It was a cold, dark winter’s night, when a Swedish chemist sat alone in his home. His marriage to his research assistant had just ended. Rather than hitting the bottle and drinking himself to a stupor, he put pen to paper to calculate an idea. He spent over a year working on his theory. He ended up discovering one of the most important theories in human history, the theory of global warming caused by greenhouse gases.
Svante Arrhenius had shown extraordinary promise, even from a young age. He was born in Wikj, Sweden on 19 February, 1859. He was a child prodigy, teaching himself to read at three and graduating from high school as the youngest and brightest in his year. He later attend the Physical Institute of the Swedish Academy of Sciences in Stockholm, where he completed a PhD. One of the most important discoveries he made was neither pure salts nor pure water could conduct electricity, whereas a mixture of the two could. Although his work did not impress the university, as he only earned a third class degree, extension on this work earned him a Nobel Prize in chemistry in 1903.
In 1889 he established the concept of activation energy, the energy needed for chemicals to react. His equation gives the quantitative basis of the relationship between the activation energy and the rate at which a reaction occurs.
He became a lecturer at the Stockholm University College in 1891, being promoted to professor of physics in 1895. There was much opposition to his promotion, as he had a reputation of being difficult to work with. There was a strong dislike towards him from his colleagues.

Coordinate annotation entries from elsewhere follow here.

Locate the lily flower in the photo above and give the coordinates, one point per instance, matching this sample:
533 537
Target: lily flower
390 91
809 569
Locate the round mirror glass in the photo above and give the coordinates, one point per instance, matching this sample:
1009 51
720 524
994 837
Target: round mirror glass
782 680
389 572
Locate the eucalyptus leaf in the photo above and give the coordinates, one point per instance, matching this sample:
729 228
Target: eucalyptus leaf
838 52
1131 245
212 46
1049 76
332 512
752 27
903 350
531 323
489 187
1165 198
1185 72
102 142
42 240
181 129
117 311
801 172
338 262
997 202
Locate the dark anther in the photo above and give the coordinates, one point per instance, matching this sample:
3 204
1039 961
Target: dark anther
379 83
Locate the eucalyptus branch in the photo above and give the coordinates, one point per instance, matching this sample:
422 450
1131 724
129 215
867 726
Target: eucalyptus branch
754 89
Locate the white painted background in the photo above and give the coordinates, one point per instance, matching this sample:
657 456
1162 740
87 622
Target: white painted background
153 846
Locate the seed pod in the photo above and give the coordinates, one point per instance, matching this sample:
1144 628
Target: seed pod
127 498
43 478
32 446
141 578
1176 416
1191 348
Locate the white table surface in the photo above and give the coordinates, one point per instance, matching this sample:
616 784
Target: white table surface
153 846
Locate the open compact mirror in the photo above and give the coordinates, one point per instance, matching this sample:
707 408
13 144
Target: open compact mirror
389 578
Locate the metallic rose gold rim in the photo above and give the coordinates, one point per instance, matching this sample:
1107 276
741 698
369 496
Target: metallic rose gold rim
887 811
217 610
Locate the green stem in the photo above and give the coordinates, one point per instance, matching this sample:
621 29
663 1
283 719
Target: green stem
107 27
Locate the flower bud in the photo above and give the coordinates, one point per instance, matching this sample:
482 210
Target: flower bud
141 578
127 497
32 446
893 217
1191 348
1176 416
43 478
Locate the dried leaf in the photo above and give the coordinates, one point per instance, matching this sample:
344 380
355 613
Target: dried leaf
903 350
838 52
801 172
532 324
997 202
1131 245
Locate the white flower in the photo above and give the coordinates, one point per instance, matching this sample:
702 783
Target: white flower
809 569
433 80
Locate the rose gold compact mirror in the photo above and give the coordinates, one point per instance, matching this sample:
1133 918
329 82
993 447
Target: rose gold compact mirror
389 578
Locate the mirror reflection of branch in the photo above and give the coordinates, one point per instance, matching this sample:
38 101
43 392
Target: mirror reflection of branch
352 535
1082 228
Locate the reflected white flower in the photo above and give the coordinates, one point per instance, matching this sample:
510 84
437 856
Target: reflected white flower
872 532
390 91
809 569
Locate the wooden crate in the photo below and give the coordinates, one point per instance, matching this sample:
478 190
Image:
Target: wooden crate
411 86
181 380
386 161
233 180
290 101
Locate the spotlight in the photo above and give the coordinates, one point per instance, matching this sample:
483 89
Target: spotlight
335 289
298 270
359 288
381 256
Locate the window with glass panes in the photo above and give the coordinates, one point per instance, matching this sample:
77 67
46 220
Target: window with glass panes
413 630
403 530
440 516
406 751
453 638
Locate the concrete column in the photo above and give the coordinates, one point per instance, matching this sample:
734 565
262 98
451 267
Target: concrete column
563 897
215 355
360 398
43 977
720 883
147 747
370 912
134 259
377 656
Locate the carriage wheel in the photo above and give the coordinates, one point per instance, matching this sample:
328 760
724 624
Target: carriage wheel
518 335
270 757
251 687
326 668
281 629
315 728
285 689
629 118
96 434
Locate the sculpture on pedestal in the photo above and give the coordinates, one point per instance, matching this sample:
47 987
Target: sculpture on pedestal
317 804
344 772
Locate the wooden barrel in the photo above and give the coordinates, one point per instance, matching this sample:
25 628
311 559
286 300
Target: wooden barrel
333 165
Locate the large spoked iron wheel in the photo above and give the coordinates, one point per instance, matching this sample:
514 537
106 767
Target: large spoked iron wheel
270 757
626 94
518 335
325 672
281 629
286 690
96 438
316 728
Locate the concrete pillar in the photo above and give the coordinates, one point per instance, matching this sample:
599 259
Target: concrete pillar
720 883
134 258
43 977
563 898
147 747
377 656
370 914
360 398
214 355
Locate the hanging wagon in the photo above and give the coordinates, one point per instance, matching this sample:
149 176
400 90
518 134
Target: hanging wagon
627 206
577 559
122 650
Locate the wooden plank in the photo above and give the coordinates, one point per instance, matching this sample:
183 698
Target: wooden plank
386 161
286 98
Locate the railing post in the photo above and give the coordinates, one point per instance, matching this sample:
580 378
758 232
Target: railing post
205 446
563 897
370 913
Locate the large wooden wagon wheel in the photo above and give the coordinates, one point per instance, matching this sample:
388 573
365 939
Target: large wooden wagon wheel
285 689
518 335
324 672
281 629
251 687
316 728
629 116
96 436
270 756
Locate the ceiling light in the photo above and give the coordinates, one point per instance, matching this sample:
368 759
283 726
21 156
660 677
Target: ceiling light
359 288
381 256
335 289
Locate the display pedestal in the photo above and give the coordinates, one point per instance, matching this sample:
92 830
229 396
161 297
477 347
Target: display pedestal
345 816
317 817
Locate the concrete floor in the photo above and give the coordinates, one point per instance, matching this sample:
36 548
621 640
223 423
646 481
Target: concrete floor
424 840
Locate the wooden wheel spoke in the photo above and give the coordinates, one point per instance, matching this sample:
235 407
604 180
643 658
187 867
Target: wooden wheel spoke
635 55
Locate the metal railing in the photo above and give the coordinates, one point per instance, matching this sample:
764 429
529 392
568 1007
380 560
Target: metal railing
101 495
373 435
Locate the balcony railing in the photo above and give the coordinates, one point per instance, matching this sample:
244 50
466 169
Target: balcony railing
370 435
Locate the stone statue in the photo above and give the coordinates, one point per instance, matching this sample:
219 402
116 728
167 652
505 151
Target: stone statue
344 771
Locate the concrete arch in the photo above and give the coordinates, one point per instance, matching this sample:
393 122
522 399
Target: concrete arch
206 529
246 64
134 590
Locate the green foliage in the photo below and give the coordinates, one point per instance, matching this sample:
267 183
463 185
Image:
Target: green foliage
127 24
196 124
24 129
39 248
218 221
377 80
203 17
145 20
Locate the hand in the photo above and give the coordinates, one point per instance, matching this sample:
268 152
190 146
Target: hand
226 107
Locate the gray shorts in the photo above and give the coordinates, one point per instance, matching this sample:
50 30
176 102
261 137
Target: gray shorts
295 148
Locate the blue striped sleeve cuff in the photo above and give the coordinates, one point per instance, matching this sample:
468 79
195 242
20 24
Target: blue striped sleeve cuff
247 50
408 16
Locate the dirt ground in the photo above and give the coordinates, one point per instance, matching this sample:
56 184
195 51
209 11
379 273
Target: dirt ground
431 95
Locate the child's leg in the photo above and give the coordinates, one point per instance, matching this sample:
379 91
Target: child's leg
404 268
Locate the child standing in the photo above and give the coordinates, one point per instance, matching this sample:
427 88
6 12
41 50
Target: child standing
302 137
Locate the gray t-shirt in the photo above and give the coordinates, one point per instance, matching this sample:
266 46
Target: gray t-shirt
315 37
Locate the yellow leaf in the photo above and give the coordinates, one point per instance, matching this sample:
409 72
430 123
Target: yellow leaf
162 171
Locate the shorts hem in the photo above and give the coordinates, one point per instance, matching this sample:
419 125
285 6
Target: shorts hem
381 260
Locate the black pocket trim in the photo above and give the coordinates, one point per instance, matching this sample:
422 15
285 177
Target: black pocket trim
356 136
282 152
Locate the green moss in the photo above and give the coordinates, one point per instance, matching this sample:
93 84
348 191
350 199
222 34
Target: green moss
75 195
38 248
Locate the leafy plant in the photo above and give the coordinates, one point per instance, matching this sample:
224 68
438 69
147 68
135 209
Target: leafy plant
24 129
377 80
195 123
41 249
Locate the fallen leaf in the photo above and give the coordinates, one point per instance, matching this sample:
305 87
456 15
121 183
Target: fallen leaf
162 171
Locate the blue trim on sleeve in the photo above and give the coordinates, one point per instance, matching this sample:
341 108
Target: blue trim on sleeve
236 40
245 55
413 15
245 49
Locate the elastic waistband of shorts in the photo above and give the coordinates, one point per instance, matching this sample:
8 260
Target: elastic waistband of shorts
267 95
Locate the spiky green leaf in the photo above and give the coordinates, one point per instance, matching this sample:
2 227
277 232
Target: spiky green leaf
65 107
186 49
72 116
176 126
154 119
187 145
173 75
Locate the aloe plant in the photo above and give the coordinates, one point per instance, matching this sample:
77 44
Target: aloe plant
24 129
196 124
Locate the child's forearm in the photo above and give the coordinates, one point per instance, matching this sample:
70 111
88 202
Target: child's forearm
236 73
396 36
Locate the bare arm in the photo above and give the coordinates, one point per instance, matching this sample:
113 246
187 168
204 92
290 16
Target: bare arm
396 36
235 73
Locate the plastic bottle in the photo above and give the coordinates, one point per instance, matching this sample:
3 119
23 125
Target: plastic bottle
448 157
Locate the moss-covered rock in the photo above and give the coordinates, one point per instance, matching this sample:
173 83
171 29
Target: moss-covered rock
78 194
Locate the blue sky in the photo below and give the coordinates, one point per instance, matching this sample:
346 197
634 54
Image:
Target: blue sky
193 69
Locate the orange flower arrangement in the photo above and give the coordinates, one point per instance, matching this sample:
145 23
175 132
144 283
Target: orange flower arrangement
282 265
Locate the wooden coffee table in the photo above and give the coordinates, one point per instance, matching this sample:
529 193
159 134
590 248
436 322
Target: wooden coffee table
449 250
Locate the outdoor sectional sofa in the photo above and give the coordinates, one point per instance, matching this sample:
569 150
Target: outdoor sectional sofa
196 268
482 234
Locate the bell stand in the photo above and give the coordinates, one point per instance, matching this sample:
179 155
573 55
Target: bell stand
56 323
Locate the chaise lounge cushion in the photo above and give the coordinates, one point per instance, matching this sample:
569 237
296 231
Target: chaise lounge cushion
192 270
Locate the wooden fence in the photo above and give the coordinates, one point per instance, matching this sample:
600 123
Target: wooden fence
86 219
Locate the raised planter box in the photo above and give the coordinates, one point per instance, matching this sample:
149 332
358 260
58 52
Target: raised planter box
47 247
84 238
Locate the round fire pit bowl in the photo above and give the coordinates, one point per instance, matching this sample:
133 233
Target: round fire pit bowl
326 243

It was during 1895 Arrhenius spent filling workbooks with calculations, determining the climatic effects of varying the concentrations of heat trapping gases in the atmosphere. He initially set out to answer a mystery baffling scientists at the time. The question of how the world might have cooled during the ice ages.
What he found showed a reduction in atmospheric carbon dioxide levels of between a third and a half would cool the planet by 4 to 5°C. This would be enough to cover northern Europe in a permanent ice sheet. His calculation was confirmed eighty years later, when researchers examined ice cores dating back to the last ice age.
As he ended his work in 1895, he became concerned about the potential of increasing the concentration of greenhouse gases to cause global warming. He worked out the doubling of atmospheric carbon dioxide would raise global temperatures by an average 5 to 6°C. This is exactly the same as today’s scientists predict as the upper range of warming for a doubling of atmospheric carbon dioxide.
He published his work in a paper, On the influence of carbonic acid in the air upon the temperature of the ground, at the end of 1995. Not only did he get his calculations correct, his predictions seem to be accurate. He foresaw high latitudes would experience greater warming than in tropical regions, warming would be greater at night than in day, winter rather than summer and over land rather than sea.
Unfortunately, this work had been ignored for decades and it is only in the last few decades where scientists have taken his work on global warming seriously.
After the death of his son in the First World War, his mood darkened. He saw society as wasteful. He wrote “Concern about our raw materials casts a dark shadow over mankind.” Being a pioneer in the early environmental movement, he went on to write: “Our descendents surely will censure us for having squandered their just birthright.”
He feared world oil supplies would one day run out and the US would run out of oil as early as 1935. He became an advocate for renewable energy and energy efficiency. His work saw Sweden become one of the first countries in the world to invest in hydroelectric power.
He never connected the dots between the build up of greenhouse gases from fossil fuels and global warming. In fact, he thought global warming would be a good thing, writing “We may hope to enjoy ages with more equable and better climates, especially as regards the colder regions of the Earth, ages when the Earth will bring forth much more abundant crops for the benefit of a rapidly propagating mankind.”
What he did fail to predict was the rate in which global warming would occur. He believed significant global warming would take over three millennia to occur, when in reality would most likely occur within this century.
Svante Arrhenius died on 2 October, 1927, when he came down with an attack of acute intestinal catarrh. He made several amazing achievements, including his work on global warming and climate modelling. His work over 100 years ago has been reproduced by today’s top climate scientists and his calculations seem to predict a dire future, in which we only have a handful of years to reverse.